Just like in the US, Brits and foreigners supposedly have the right to not incriminate themselves. They supposedly have the right NOT to answer questions, particularly when they aren't charged with anything and there is no suspicion that they have ties to terrorism. But that's not what they told David Miranda. According to Glenn Greenwald's spouse, 'They said I would be put in jail if I didn't cooperate.'
If Miranda was a suspect of a crime, the government would have somewhat of a leg to stand on. If they genuinely thought that he was part of a terrorist plot or was contributing money/support to a known terrorist organization, then most people would understand why he was detained and why authorities would demand cooperation. But Miranda is none of these things. He merely happens to be the life partner of an investigative journalist being targeted by the US and UK political elite.
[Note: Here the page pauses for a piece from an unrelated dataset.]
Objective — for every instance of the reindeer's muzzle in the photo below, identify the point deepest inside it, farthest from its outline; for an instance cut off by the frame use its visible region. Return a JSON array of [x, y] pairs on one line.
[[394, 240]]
If the authorities picked you up because of your spouse or partner's job -- a legal and needed job at that -- would you be okay with being threatened with imprisonment because you didn't want to compromise your spouse or partner's work?
Again, this is the kind of behavior one would expect in a police state, not a constitutional democracy.
You should be outraged. If you are not, then you won't have the right to whine and complain when the authorities decide it's your turn to be questioned.